Bitcoin’s price volatility can be a rollercoaster ride for investors. The recent surge in Bitcoin futures open interest to an all-time high of $36 billion has intensified this volatility. The Chicago Mercantile Exchange (CME) alone achieved an $11.9 billion open interest, surpassing the inflow of United States spot Bitcoin exchange-traded funds (ETFs).
Following the launch of spot ETFs in the U.S., Bitcoin’s volatility has actually increased rather than decreased. The 30-day volatility for Bitcoin surged above 80%, the highest level in over 15 months. This level of volatility surpasses even traditional volatile assets like stocks and oil futures.

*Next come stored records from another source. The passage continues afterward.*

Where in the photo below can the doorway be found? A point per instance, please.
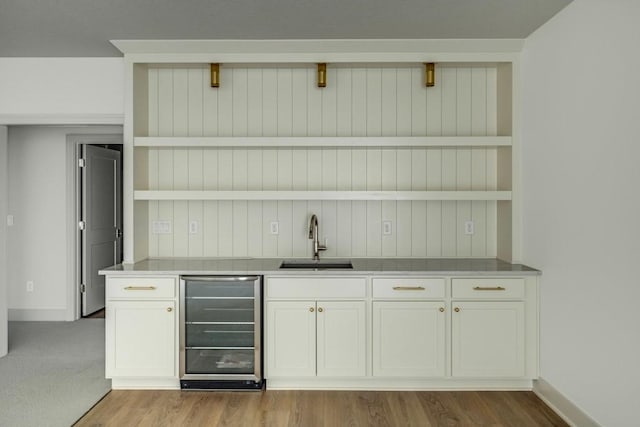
(99, 213)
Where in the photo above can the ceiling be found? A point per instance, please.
(82, 28)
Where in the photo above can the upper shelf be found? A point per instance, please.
(324, 141)
(320, 195)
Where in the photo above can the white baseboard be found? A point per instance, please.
(566, 409)
(35, 315)
(61, 119)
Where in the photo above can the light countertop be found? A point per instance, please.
(361, 266)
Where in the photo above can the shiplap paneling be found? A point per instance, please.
(359, 101)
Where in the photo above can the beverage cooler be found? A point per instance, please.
(221, 332)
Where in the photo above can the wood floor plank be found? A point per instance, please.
(279, 408)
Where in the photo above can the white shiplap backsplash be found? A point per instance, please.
(356, 102)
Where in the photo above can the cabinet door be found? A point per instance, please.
(408, 339)
(341, 338)
(291, 338)
(488, 339)
(140, 339)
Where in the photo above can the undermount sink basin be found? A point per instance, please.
(317, 265)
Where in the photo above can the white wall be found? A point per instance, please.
(38, 238)
(581, 173)
(3, 240)
(361, 101)
(57, 87)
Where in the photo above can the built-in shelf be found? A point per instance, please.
(321, 195)
(324, 141)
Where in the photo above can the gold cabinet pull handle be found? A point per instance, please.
(488, 288)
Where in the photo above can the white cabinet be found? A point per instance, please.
(408, 327)
(488, 328)
(291, 338)
(315, 337)
(408, 339)
(488, 339)
(341, 343)
(140, 324)
(140, 339)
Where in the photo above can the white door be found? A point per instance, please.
(341, 338)
(140, 339)
(488, 339)
(101, 234)
(291, 338)
(409, 339)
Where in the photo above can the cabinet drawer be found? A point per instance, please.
(141, 287)
(316, 287)
(409, 288)
(487, 288)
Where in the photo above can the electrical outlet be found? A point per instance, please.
(274, 227)
(387, 228)
(469, 227)
(161, 227)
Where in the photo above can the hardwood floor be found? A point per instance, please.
(320, 408)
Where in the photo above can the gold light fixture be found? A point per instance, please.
(429, 74)
(215, 75)
(322, 75)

The recent price movements in Bitcoin have seen a 10% correction followed by a 12% gain within days, resulting in significant forced liquidations in BTC futures contracts. While this may not directly impact holders, it certainly influences the trajectory of the bull run and the broader market’s perception of Bitcoin’s risk.
The Bitcoin futures market allows for leveraged bullish and bearish bets, which can impact the spot price of Bitcoin. Analysts have attributed the increased volatility to excessive leverage or even “manipulation” by market makers. However, the futures premium has remained above 16%, indicating a bullish market sentiment.
Investors should be cautious when trading Bitcoin futures and conduct their own research before making any investment decisions. The $36 billion open interest in Bitcoin futures suggests that the market is poised for more volatility in the near future.